Memorizing a ggplot and then adding geoms to the memorized variable can be easier (Example from Part 1)
```{r}
#I will use the ggplot base, theme and labels several times, so I wrote it down as a variable 'rplot'
rplot <- ggplot(df, aes(x = df$gender, y = df$ratio2d4d, colour = df$gender)) +
  theme_minimal() +
    labs(x = "Gender", y = "Ratio 2D:4D") 

#Bar plot
rplot +
  geom_bar(stat = 'summary', fun.y = mean, width = 0.25, fill = 'white') +
  ggtitle("Bar plot")

#Box plot
rplot +
  geom_boxplot(width = 0.5) +
  ggtitle("Box Plot")


#Violin plot
rplot +
  geom_violin() +
  ggtitle("Violin Plot") 
```



Faceting
  We can present the same plot in different groups by faceting it.
  To use faceting in a plot, we can use facet_wrap( ~ y, nrow = integer, ncol = integer)
  
  For instance, we can plot how mean shoesize differs depending on gender in every of three handedness groups by writing the following code:

```{r}
ggplot(df, aes(x = df$gender, y = df$shoesize, fill = gender)) +
  facet_wrap(~handedness) + #faceting by handedness 
  geom_bar(stat = 'summary', fun.y = mean, width = 0.25)+
  theme_minimal() +
  labs(x = "Gender", y = "Shoesize") +
  ggtitle("Faceting")

```


Saving ggplot (into your working directory)

```{r}
plot1 <- ggplot(df, aes(x=shoesize)) + geom_bar() #write a plot down
ggsave("myggplot.png")  # saves the last plot.
ggsave("mystoredggplot.png", plot=plot1)  # save a stored ggplot
```

#### Part 5 Exercises
1. Make a scatterplot showing balloon balance time against tongue twister time, write that plot down as a variable
2. Check if there are national differences in balloon balance time in relation to tongues twister time. Do so by using faceting by native language on the variable you made in Question 1
3. Save the faceted ggplot into your working directory as a png file.

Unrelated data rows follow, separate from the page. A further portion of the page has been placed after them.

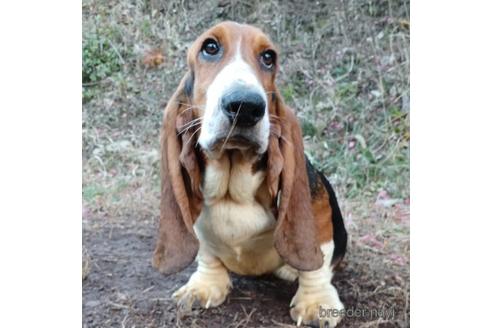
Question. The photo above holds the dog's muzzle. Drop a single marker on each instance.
(243, 107)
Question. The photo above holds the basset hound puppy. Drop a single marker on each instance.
(238, 194)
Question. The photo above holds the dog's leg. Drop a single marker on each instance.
(286, 272)
(209, 285)
(317, 295)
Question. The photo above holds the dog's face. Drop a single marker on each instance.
(232, 87)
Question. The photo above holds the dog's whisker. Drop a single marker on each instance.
(191, 138)
(232, 128)
(189, 128)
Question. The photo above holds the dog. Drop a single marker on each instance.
(237, 192)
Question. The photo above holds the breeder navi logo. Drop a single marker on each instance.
(369, 314)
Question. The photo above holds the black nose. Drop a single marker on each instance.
(244, 106)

#### Optional R Markdown stuff
In the very top of your document you wrote your name to the 'author'. Try to add a hyperlink to your GitHub to your name there in the similar format:
author: "[Anita Kurm](https://kbroman.org)"

Knit your rmarkdown and see if the link works :) 

### Homework:
Finish your Portfolio and submit it on bb!